Who had a loving father?
Raise your hand.
No, I did not mean to ask if you love your father or not. Of course, you do.
What I mean to ask is: How easy is or was it for him to show you his love? Was he a loving father?
I have a difficult time at it.
We are not a touchy family.
We do not hug often and easily. Our hugs make up for in quality what they sorely lack by rarity.
We’re okay. We are verbally communicative.
We try hard at it since we are all very private individuals and, left to ourselves, mostly introverted.
I am not authoritarian.
But my late father was.
He believed that the universe was under control by God.
Consequently, everything should be under man’s control. It should be under the control of Authority. Authority must be hard and powerful. Strict!
Nothing there about gentleness, kindness, or even justice. And what about growing up in an environment of liberty and freedom? My father had a harder time at it. And it should not surprise me. He had lived through the chaos of war.
It is possible he longed simply for the sense of order that for him came with what he and his generation called “Peace time.”
hat name was meaningful to them in a particular way only they can fully understand. My father thought that the country would be better off with stronger and stricter leaders. He was, as I said, an authoritarian.
And I wonder now what he would have thought of how I raise my own kids.
They grow up at peace with my and their own imperfections.
They will most likely not be authoritarian.
And my wish is that when they have kids they will be firm and authoritarian with them only until they’re three years old. After that, they should raise them to love the concept of freedom just so they will not be too hard on themselves and those around them.
Just so they see how this universe cannot be too ordered or controlled by any single authoritarian entity.
Otherwise, freedom would be lost.
And then this would become a hard and difficult place. We would all be less creative and happy. See how we now lean a little too painfully close to becoming authoritarian.
My father belted me from time to time. I have forgiven him every last one; but only posthumously.
We never really talked. Though I was once his apprentice mechanic.
Notwithstanding his urge for authoritarian discipline, I choose to love and remember him for my apprenticeship. I still hate him to some extent for his authoritarianism.

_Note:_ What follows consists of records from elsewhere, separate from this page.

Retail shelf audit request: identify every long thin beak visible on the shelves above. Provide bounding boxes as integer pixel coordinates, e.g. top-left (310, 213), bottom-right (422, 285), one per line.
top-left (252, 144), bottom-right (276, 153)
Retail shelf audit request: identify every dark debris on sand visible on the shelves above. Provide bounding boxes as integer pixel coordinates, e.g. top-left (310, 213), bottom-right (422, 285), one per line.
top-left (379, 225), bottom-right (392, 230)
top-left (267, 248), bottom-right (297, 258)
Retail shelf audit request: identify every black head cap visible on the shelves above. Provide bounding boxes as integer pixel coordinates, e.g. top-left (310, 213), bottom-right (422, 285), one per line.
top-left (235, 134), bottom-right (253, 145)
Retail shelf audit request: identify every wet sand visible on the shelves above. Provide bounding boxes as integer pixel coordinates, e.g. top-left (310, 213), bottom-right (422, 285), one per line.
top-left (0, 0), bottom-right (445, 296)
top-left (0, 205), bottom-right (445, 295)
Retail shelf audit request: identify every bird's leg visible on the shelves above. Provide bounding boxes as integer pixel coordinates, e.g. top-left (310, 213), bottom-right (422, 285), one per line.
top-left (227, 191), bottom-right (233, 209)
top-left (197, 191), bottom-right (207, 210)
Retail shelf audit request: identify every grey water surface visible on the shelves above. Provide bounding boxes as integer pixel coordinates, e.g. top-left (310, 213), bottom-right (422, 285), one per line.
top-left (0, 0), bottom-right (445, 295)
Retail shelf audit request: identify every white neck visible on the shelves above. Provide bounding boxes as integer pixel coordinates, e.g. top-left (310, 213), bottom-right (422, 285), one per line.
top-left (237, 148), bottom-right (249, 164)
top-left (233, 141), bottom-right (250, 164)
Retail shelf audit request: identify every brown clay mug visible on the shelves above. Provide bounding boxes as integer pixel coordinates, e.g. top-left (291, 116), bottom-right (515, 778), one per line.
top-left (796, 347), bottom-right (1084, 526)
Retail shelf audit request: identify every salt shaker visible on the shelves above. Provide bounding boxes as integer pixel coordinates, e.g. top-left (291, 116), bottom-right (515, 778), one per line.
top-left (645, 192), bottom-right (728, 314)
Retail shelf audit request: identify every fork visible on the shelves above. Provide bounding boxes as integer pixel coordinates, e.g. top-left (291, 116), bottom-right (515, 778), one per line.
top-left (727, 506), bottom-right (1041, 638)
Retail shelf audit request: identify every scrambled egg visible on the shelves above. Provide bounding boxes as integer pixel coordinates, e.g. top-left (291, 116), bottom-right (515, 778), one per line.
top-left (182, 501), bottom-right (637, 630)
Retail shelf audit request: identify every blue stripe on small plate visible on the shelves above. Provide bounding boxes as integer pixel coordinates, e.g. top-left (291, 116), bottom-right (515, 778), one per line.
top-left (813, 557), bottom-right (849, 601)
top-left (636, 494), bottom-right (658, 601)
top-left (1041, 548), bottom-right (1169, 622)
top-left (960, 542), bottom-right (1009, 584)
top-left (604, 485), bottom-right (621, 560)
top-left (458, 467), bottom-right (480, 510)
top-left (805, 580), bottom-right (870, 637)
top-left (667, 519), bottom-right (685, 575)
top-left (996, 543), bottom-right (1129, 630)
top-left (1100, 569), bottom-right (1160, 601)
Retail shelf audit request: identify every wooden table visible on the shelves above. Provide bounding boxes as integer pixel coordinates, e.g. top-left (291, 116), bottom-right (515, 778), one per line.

But at least, he was an honest and sincere authoritarian.
He did not steal. Nor was he corrupt.
A corrupt authoritarian can only be a tyrant who does not hold up to himself the same candle he requires of others.
I used to belt my own children until they told me how wrong I was.
My own children weaned me from my own authoritarianism.
And I must remember to thank them for it.
I am a better human being now that I know that the secret of keeping our universe under better control cannot be a state of having less freedom. It can only be done by having more of it.